Researchers at the University of California have just published a study in Pediatrics which found that the effects of childhood trauma have mental health implications for generations.

Adam Schickedanz, a Pediatrics instructor at the David Geffen School of Medicine at UCLA, told ABC News, “Early-life experiences — stressful or traumatic ones in particular — have intergenerational consequences for child behavior and mental health… This demonstrates one way in which all of us carry our histories with us, which our study shows has implications for our parenting and our children’s health.”

While the study focused on families situated in the U.S., Schickedanz said it could have implications on family separations at the border. “[Childhood traumas] take a toll in large part as a result of toxic stress responses that appear to be universal, since they have been demonstrated across families from diverse backgrounds,” Schickedanz said. “Based on the available evidence, one would expect that the stresses and trauma children are experiencing due to family separation at the border will have intergenerational behavioral health consequences.”

The study utilized research from parent participants of the 2014 Child Development Supplement. To measure a child’s behavioral issues, researchers gave the parents and caregivers a number of questions to gauge present aggression, anxiety, and other problems for their children on the behavior problems index.

Researchers concluded there was a link between children with a higher behavior problems index and parents who “experienced a greater number of adverse childhood events, ACEs.”

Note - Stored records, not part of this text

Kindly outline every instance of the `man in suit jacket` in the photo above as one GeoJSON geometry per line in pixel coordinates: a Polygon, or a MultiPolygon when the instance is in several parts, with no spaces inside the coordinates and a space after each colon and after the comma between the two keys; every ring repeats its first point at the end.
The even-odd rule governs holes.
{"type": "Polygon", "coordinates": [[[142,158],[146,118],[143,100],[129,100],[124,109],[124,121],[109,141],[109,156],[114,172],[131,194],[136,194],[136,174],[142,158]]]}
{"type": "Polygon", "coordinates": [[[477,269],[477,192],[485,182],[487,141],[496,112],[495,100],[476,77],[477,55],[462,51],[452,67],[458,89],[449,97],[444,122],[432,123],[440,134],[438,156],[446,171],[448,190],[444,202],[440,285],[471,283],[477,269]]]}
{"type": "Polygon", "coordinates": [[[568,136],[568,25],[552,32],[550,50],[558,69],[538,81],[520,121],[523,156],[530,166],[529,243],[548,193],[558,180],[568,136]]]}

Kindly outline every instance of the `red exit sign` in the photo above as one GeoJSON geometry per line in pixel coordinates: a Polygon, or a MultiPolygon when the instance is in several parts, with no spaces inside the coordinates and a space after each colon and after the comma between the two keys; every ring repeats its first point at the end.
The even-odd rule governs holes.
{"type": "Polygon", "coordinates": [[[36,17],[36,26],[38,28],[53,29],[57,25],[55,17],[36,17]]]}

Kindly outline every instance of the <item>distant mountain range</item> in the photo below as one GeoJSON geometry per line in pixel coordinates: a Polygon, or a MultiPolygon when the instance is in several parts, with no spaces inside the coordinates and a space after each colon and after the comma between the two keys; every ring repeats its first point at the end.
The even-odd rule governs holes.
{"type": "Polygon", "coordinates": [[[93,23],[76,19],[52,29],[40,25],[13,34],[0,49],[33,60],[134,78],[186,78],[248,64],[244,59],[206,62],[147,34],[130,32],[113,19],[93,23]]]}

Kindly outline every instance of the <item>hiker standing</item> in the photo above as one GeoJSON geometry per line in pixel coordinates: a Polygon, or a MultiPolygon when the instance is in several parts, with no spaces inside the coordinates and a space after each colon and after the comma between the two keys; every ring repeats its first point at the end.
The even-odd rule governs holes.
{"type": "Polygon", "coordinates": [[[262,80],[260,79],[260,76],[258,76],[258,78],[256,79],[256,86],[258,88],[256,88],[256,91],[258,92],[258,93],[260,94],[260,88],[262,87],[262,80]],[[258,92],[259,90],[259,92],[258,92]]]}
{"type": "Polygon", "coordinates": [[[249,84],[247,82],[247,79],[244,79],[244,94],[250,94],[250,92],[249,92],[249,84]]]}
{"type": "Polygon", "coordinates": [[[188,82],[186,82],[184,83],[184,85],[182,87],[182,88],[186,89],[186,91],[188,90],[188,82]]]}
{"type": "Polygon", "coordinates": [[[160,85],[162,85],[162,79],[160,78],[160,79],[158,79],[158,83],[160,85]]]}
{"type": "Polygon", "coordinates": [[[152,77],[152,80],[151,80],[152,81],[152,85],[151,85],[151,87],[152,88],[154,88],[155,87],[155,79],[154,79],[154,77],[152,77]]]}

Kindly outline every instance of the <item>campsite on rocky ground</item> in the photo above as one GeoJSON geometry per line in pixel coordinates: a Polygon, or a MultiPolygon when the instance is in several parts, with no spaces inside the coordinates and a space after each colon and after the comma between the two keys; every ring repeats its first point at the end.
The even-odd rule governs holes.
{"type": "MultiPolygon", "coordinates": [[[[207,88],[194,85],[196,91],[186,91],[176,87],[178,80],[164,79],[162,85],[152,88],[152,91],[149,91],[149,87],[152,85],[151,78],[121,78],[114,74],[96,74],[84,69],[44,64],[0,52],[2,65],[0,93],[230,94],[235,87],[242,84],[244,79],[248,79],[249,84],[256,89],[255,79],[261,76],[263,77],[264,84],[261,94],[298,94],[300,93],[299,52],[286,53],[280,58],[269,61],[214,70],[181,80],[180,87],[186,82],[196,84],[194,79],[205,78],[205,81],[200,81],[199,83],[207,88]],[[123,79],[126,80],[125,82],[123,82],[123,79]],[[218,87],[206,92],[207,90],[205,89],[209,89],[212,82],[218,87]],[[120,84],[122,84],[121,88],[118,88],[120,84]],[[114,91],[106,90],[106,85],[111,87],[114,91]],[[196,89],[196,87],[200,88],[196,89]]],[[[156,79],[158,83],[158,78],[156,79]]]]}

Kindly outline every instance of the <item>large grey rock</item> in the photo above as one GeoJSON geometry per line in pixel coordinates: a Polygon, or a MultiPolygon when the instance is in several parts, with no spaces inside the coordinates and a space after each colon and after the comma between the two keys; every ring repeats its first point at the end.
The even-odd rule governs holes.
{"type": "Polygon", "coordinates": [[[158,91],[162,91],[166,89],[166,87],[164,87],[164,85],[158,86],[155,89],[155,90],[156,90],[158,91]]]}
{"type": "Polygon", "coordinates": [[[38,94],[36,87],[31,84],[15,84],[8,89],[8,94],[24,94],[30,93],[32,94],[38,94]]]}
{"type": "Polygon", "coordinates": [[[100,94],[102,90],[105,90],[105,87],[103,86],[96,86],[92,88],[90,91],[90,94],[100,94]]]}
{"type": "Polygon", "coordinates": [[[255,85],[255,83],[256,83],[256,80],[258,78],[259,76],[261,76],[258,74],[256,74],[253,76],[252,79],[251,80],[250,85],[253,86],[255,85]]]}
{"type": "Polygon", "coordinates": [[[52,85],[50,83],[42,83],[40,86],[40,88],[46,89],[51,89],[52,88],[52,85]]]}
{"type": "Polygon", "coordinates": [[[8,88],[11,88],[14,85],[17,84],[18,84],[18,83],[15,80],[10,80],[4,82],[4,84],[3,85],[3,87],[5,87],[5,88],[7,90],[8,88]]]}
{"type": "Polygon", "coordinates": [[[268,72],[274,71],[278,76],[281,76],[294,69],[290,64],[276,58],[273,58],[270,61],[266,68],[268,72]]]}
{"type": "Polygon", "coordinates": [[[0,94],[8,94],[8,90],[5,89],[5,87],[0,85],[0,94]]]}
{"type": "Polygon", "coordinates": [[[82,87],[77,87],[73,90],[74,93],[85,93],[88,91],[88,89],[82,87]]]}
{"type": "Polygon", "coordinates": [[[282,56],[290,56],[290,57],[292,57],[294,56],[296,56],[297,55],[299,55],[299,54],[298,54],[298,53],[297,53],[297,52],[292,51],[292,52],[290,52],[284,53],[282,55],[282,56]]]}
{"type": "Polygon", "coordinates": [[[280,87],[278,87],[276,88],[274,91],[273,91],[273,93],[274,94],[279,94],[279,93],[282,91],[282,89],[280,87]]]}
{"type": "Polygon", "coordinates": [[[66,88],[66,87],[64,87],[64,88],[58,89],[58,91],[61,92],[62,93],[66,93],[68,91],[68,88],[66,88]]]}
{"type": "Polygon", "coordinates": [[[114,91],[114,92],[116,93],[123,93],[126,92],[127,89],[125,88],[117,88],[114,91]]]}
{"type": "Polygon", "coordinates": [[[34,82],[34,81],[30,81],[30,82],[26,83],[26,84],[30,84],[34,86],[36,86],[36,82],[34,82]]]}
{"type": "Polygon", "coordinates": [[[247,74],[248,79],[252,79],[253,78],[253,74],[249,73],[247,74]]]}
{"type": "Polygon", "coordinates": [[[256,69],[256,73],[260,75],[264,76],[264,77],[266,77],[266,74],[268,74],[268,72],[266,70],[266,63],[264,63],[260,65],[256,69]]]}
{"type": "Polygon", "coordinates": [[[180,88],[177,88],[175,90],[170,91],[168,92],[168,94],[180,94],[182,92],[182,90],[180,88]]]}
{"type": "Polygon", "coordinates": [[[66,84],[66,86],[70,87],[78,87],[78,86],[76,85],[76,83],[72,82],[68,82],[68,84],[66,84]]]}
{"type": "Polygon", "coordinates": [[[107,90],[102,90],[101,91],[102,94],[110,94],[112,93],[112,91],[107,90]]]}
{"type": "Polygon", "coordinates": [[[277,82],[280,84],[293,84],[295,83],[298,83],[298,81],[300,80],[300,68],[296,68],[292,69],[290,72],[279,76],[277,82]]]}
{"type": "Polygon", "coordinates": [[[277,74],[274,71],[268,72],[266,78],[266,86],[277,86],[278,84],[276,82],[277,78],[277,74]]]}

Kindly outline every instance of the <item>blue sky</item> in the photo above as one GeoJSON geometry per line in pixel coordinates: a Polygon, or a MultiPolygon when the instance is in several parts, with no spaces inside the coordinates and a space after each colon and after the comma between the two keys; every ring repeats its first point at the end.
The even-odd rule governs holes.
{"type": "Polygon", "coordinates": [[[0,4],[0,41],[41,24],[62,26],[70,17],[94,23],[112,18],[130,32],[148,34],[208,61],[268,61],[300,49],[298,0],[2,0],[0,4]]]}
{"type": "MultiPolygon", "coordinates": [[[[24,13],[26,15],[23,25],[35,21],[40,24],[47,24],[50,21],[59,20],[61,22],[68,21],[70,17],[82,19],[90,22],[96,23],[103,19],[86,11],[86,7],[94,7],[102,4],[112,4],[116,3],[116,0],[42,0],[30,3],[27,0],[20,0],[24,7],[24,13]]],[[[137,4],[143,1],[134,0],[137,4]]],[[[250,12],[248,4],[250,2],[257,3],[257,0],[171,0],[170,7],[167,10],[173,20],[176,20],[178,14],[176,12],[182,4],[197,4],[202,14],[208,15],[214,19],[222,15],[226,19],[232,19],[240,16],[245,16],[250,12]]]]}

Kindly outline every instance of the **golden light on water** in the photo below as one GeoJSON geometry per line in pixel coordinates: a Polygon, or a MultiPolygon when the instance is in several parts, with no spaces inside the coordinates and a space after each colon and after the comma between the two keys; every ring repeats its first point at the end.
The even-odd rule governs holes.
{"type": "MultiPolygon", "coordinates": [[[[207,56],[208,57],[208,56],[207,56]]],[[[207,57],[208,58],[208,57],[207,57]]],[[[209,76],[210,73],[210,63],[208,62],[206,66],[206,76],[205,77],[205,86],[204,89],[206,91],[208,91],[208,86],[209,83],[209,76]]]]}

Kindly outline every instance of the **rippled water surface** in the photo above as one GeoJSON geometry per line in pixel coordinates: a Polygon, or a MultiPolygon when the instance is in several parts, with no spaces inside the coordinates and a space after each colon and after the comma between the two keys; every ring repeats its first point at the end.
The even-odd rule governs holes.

The gender of the parent who suffered childhood trauma was always significant. Children were more negatively affected when it was their mother who experienced the greater number of adverse childhood events. This was because, in most cases, the mother was the primary caregiver, even in two-parent households.

Researchers share they’d like to expand on the study’s outcomes:

“Right now, we are exploring whether these intergenerational [adverse event] associations persist across more than one generation. In fact, our study team’s next step is to examine whether grandparents’ [adverse childhood events] can be linked to their grandchildren’s behavioral health.”

While the study indicated it focused on families in the U.S. from “diverse backgrounds,” it is unclear how the race and socioeconomic backgrounds of families impacted intergenerational trauma.